He’s confused af but also supportive af
“Nobody says that about my son-err daughter?”
“Both are fine, Papa”
And Will and Reyna are in the background silently giving Hades thumbs ups
Sometimes Hades buys Nico weird shit and is like “it’s for your gender” and Nico doesn’t need the stuff but his dad cares so she appreciates it
Dionysus is super chill about the whole thing when he hears it through the grapevine (ha!) and he’s like “new name or same one kid?”
Nico’s like “oh um, same name, just new pronouns”
And Dionysus is like “great sit your ass down you have therapy to do”

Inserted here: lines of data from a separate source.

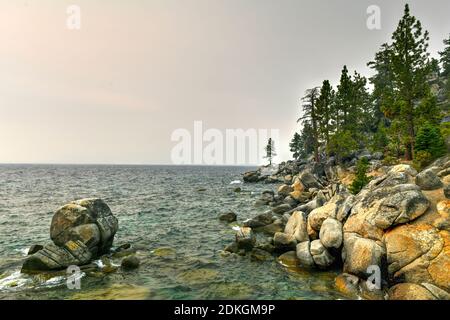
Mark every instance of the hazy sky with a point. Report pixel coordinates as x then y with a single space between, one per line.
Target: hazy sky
114 91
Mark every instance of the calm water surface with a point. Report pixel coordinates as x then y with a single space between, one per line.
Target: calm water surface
160 210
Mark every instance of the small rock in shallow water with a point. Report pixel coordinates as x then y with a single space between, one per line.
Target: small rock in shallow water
228 217
131 262
289 259
260 255
245 238
34 248
197 276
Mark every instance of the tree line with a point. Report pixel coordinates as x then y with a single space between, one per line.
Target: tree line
399 117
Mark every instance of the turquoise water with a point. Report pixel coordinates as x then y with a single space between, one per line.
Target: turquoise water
162 212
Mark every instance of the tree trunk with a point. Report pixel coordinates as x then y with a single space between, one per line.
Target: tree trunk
409 152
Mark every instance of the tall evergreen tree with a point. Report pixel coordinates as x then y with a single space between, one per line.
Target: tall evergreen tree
311 115
270 150
343 101
324 109
296 146
410 67
445 58
383 83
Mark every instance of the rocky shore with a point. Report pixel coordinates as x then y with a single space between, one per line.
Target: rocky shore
391 240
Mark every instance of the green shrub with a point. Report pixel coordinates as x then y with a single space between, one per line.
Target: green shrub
422 159
361 179
430 139
389 161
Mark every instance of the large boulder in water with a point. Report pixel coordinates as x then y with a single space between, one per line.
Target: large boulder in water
81 231
89 221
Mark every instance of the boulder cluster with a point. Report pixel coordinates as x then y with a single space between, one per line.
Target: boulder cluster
398 225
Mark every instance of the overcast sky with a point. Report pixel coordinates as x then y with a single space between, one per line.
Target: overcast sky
114 91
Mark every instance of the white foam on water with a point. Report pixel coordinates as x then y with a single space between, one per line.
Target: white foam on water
23 251
13 281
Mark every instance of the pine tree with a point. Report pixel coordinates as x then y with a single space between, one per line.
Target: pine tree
410 67
310 114
296 146
270 150
429 139
361 179
343 101
445 58
324 109
383 82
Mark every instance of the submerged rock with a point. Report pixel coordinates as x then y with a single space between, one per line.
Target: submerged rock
81 231
322 258
228 217
331 234
34 248
245 239
304 254
130 262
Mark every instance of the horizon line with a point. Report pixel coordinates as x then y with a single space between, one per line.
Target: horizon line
129 164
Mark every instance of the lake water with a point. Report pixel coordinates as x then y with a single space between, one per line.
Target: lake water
162 211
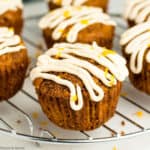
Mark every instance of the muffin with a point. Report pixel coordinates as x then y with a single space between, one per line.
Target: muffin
11 14
78 85
78 25
54 4
136 49
13 63
138 11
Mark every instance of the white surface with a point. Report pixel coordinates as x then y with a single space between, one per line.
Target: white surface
137 143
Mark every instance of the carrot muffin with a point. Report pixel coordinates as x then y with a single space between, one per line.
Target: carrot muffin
136 49
78 85
138 11
11 14
53 4
78 24
13 63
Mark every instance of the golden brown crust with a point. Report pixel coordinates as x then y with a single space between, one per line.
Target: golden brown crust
55 102
12 19
140 81
102 34
131 23
95 3
13 68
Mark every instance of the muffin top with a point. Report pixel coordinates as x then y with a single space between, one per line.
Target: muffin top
138 11
136 43
6 5
9 42
73 19
89 63
68 2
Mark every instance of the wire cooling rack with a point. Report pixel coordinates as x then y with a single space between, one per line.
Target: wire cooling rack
22 117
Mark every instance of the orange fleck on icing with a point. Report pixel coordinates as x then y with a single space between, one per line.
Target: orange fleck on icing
59 77
111 77
58 55
61 30
58 2
139 114
79 8
123 94
43 123
38 53
11 29
60 48
84 22
107 52
74 98
35 115
114 148
67 14
91 48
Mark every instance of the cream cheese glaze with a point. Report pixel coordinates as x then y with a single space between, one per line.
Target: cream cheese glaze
77 17
9 42
68 2
82 68
136 42
138 11
6 5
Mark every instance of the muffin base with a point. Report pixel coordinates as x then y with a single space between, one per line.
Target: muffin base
100 33
95 3
140 81
12 19
12 73
55 103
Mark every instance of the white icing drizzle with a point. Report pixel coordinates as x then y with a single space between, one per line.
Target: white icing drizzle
68 2
138 10
9 42
77 17
137 42
6 5
72 64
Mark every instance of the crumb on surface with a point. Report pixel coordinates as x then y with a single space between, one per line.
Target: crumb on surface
43 123
35 115
124 94
114 148
139 114
123 123
122 133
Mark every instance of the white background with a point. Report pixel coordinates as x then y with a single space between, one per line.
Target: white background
137 143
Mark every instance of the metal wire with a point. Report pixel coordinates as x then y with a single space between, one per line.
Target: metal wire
52 138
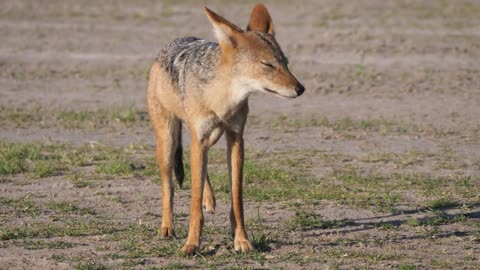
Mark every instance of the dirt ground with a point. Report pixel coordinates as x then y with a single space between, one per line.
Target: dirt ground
380 156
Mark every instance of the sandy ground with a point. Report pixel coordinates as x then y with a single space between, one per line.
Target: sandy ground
411 64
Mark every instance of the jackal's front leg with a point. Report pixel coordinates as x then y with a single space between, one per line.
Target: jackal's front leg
198 173
235 158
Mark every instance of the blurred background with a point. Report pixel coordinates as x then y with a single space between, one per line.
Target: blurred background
387 134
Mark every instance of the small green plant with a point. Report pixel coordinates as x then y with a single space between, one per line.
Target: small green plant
308 221
442 203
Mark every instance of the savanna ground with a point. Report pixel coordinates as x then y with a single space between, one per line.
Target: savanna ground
376 166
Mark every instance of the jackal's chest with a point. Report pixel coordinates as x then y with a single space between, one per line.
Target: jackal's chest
210 127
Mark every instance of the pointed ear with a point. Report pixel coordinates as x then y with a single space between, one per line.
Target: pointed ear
260 20
225 31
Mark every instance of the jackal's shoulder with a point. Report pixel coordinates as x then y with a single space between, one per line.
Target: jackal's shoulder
189 58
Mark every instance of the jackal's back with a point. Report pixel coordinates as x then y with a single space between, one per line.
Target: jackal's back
189 59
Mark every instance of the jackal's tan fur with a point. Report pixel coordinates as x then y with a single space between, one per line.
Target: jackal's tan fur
206 85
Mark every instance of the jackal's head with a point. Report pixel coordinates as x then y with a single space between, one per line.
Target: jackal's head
253 57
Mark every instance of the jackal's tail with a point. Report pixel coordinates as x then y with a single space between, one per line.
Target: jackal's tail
178 167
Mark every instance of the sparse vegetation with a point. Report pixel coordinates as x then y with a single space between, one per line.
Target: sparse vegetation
376 166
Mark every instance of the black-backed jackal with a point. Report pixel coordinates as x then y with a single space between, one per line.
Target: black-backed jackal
206 85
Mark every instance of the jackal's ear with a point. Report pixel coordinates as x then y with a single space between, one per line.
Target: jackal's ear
225 31
260 20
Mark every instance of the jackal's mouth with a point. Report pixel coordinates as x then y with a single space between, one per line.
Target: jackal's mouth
276 93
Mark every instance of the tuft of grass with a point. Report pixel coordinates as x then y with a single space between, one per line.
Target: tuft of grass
442 203
310 221
89 265
261 242
22 205
407 267
14 158
78 228
438 218
68 207
342 125
42 244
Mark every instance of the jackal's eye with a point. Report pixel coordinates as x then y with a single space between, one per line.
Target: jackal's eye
267 64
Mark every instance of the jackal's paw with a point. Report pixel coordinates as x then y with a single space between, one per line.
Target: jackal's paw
243 246
167 232
189 250
209 204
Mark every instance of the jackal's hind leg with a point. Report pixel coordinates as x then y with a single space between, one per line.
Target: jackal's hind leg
166 133
208 197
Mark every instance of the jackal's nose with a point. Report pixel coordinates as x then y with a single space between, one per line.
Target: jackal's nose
299 89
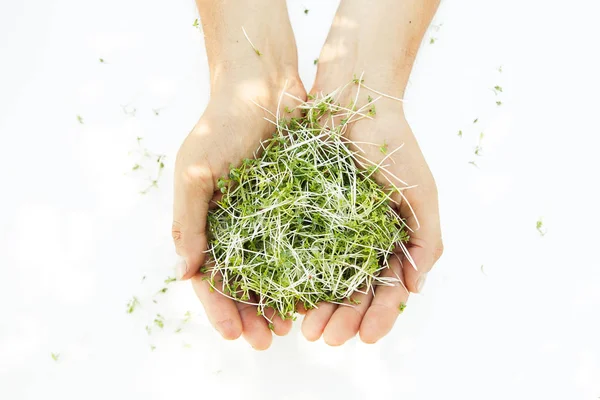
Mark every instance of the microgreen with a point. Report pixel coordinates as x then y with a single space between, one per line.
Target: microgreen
132 304
258 53
159 321
539 225
478 148
302 223
187 316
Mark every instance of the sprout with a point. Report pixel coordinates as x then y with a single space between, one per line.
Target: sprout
132 304
302 223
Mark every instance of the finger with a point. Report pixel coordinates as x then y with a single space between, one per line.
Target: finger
280 326
420 208
388 303
193 193
345 321
220 310
255 327
316 319
300 309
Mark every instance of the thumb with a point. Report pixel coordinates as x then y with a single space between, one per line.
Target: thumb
425 245
193 191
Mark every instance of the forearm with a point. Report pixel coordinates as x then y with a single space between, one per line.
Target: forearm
267 25
381 37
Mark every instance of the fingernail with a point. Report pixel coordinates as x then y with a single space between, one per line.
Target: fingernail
421 283
180 268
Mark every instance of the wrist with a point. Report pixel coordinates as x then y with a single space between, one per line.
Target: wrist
248 40
379 39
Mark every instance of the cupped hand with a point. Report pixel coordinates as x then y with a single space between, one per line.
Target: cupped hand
385 136
230 130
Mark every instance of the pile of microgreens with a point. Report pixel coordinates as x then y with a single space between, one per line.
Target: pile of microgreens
301 222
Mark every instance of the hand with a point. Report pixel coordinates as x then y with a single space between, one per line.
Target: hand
230 130
385 70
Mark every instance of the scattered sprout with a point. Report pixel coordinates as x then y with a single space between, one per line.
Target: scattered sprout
159 321
132 304
258 53
539 225
383 148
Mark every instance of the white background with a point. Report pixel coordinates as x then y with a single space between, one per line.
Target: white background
76 237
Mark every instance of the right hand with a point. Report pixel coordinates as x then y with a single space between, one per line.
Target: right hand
230 130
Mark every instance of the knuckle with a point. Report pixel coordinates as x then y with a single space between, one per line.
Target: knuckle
438 251
176 232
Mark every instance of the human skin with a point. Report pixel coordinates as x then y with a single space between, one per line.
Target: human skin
379 41
229 130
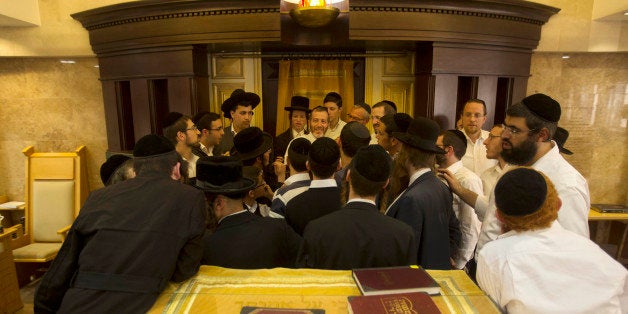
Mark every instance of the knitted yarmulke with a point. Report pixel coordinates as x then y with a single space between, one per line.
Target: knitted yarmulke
373 163
152 145
543 106
324 151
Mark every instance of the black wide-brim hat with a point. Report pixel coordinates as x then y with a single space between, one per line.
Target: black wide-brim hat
421 134
560 136
221 175
111 165
251 142
299 103
239 97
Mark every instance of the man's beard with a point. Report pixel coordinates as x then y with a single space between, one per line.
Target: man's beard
521 155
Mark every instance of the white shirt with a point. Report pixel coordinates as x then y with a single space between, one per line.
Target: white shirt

(Dionysus always gets trans kids name right and never even jokingly messes it up so he always asks)
Also, Nico loves little hair clips, you know the little ones that tik tokers wear? Yeah those he has hundreds of them!
Cloth headbands are also her best friend, she has so many of them… (they’re like square cloth pieces you tie and wrap a specific way and roll your hair around it… I don’t know the right word they were popular in the 50s)
Nico ends up growing out his hair because he likes being able to put it in a messy bun on top of his head and he likes having it in braids down his back too
She learns to do makeup from Hazel (Hazel had a makeup face and likes kpop I don’t take criticism on that) and it looks great tbh
Also in public all the time when people see Nico they’re like “Boy? Girl?”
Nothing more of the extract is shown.